Share price falls as US company says main products soon to be hit by tariffs

Cisco says it is no longer allowed to bid on some contracts from Chinese state-owned enterprises.   © Reuters

PALO ALTO, U.S. -- Network equipment maker Cisco Systems said on Wednesday its China revenue fell 25% in the past quarter due to the ongoing trade war and provided weaker guidance for the next quarter as the U.S. company expects its main products to be hit by tariffs soon.

"We definitely saw a significant impact on our business in China as it relates to the trade war right now," said Cisco CEO Chuck Robbins on the Wednesday earnings call, adding that when it comes to some enterprise contracts in China "we're being uninvited to bid. We are not being allowed to even participate anymore. It was a much faster decline than what we candidly expected."

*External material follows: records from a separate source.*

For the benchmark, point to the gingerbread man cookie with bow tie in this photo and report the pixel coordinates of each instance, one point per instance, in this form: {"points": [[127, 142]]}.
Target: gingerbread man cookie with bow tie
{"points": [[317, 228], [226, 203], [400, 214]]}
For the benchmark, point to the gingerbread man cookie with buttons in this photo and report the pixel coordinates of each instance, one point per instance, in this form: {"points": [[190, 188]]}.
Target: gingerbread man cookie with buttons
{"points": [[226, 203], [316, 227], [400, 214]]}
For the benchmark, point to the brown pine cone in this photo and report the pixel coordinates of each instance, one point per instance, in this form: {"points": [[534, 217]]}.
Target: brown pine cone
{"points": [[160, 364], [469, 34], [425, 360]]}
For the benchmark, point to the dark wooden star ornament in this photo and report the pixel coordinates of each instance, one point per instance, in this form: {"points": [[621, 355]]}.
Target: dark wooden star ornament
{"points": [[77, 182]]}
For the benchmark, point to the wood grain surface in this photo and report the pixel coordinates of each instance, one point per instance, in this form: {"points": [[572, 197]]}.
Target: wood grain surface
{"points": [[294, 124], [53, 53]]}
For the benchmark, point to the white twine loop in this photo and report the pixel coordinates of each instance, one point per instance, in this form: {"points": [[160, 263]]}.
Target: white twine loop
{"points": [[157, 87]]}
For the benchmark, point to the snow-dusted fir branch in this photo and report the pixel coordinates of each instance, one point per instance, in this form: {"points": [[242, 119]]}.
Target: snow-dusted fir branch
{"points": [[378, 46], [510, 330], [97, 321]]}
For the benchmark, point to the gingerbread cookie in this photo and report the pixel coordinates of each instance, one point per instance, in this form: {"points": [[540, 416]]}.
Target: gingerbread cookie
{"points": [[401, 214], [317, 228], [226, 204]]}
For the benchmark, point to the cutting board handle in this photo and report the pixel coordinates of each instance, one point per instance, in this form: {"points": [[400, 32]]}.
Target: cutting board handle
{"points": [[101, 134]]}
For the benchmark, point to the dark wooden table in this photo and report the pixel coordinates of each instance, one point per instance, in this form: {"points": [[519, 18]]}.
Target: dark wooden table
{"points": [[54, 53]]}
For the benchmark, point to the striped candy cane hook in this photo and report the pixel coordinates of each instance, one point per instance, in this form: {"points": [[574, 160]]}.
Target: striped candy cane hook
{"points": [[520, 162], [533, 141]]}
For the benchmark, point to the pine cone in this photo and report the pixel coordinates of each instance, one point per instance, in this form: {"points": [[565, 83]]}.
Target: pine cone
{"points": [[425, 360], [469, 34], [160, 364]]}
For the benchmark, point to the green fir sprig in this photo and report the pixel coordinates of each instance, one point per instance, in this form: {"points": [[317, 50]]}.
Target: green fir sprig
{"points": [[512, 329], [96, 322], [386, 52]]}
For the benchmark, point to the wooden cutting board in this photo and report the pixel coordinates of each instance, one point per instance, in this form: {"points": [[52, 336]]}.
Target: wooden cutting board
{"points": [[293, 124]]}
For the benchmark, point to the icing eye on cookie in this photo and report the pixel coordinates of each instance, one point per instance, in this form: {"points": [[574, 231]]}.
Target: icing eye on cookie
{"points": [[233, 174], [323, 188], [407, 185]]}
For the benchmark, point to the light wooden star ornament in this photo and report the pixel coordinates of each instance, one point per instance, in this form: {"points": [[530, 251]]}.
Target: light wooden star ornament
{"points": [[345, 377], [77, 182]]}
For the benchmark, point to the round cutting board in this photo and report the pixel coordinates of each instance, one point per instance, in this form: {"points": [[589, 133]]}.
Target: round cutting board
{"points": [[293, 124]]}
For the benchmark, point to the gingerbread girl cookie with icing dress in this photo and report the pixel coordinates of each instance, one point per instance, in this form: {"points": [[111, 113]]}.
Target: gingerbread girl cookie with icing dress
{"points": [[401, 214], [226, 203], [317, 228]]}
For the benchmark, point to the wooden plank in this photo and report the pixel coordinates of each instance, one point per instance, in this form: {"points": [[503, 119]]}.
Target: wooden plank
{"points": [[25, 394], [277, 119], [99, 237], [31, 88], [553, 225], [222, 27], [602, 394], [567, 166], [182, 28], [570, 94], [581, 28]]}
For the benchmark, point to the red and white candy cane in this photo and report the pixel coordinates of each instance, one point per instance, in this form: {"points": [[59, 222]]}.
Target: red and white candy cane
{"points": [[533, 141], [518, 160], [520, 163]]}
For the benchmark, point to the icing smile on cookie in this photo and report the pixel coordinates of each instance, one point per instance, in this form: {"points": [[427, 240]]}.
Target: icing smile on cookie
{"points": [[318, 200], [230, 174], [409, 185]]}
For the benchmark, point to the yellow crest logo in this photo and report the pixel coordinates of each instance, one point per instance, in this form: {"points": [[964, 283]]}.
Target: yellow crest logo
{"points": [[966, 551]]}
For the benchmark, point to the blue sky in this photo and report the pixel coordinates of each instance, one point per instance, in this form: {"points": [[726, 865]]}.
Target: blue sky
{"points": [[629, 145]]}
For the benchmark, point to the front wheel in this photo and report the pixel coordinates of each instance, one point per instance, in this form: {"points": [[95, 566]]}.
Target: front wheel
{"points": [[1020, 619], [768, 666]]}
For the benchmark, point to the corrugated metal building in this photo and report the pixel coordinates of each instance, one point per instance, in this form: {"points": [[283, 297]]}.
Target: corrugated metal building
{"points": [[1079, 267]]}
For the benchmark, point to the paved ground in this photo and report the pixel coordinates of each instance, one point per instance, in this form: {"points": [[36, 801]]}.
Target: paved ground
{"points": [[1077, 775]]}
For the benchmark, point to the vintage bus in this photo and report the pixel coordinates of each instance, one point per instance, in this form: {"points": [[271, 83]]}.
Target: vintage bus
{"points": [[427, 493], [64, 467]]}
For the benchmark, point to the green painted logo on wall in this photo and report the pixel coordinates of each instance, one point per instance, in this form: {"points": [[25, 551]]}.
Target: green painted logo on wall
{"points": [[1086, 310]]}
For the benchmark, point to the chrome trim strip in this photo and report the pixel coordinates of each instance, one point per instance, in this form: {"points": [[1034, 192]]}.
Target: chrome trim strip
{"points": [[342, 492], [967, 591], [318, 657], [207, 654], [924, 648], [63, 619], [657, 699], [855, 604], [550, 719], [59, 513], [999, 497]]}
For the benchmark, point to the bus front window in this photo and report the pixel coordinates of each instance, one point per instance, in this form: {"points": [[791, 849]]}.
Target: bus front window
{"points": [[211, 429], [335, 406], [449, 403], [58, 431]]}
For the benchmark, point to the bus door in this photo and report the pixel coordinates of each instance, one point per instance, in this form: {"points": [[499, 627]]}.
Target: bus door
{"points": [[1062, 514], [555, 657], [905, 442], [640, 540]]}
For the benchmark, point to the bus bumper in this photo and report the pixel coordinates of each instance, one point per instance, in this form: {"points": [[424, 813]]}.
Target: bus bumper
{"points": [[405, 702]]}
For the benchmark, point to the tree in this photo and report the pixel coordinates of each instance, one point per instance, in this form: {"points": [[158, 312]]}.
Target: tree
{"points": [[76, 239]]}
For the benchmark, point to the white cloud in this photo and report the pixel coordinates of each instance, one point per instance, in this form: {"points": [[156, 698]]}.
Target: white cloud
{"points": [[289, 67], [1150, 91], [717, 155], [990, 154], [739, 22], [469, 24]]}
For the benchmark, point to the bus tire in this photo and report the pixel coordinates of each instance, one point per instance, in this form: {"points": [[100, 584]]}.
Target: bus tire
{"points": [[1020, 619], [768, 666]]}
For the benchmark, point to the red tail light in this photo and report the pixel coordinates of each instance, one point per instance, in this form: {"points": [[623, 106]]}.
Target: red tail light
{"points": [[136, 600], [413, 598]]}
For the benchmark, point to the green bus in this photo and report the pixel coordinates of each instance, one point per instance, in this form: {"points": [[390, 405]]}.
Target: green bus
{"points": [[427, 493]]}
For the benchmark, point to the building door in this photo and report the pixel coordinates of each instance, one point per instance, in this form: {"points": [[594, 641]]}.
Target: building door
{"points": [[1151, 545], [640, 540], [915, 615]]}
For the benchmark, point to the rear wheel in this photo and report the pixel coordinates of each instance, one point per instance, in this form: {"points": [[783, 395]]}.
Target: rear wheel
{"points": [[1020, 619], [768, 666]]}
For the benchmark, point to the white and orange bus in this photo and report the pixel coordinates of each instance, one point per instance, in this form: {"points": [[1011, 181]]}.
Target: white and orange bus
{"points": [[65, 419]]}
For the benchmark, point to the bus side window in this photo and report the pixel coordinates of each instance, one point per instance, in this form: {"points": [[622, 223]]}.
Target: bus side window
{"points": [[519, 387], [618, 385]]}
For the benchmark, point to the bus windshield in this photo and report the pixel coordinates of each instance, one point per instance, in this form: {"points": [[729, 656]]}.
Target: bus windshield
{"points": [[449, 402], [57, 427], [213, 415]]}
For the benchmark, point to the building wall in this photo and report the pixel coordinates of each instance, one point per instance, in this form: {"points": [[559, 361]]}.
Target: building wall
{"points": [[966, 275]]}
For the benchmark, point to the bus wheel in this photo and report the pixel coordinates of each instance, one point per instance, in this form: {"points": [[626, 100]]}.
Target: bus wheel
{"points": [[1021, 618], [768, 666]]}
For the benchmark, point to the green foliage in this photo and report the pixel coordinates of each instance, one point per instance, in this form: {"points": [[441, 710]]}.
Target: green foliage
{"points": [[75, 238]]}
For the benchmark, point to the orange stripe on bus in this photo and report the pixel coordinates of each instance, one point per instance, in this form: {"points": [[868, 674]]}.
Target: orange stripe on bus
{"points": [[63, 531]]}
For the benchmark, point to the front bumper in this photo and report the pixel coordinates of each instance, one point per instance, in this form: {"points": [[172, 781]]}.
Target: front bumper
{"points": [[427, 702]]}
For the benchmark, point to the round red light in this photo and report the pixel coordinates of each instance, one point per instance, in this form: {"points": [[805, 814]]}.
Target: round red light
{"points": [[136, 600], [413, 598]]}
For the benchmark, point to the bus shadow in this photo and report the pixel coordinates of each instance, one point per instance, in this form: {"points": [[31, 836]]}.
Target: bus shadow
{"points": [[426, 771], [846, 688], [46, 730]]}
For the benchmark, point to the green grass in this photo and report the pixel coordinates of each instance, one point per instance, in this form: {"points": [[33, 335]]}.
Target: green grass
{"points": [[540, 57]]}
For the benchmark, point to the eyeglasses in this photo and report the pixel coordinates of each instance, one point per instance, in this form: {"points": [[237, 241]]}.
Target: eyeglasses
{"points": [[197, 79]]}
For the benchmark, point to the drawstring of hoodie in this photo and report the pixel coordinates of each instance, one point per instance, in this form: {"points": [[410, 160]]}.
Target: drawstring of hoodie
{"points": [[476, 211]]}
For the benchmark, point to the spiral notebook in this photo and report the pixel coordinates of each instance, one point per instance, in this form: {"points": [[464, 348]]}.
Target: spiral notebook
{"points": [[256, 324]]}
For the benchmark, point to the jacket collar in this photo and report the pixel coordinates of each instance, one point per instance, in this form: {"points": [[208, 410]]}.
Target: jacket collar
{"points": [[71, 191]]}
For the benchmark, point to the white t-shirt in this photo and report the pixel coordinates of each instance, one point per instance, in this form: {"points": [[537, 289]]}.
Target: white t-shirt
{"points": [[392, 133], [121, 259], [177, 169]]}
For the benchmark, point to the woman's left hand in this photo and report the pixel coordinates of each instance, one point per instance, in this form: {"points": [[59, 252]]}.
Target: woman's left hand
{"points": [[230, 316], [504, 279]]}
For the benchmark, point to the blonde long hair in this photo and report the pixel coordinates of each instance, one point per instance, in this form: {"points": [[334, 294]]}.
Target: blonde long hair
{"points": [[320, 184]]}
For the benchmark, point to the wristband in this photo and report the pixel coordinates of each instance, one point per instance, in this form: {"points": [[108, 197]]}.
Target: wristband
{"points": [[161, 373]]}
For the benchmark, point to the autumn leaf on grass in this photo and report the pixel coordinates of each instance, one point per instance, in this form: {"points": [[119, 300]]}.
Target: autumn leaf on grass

Cisco's China revenue dropped by a quarter on an annualized basis in the three months through July 27, Kelly Kramer, the company's chief financial officer, said in the earnings call.

However, management said the company's China business now accounts for less than 3% of the total revenue and is not a concern in the long term.

"It's a small part of our business, but obviously when it falls very dramatically it can still have some impact because it is greater than zero, but long term it's not," Robbins said. "It's not a concern that I worry about much at this point."

The majority of Cisco's revenue comes from sales of data center networking products, including switches and routers, which are among the items on a list of products subject to an additional 10% tariff that the Trump administration announced earlier this year.

Washington this week delayed imposing that tariff on some Chinese-made goods until December, but Cisco said most of its products are not on the list of temporary exemptions and will soon to be hit by the tariff, which will further drag down its profit margin and next quarter's earnings.

The company is now forecasting flat to 2% revenue growth in the next quarter, which is weaker than analysts' consensus forecast of 2.5% for that period.

Due to the sharp decline in China business, overall product orders in the Asia-Pacific region decreased 8% year over year in the past quarter, in comparison to 4% growth in Europe and a 1% increase in the Americas.

The company shares dropped nearly 8% in after-hours trading.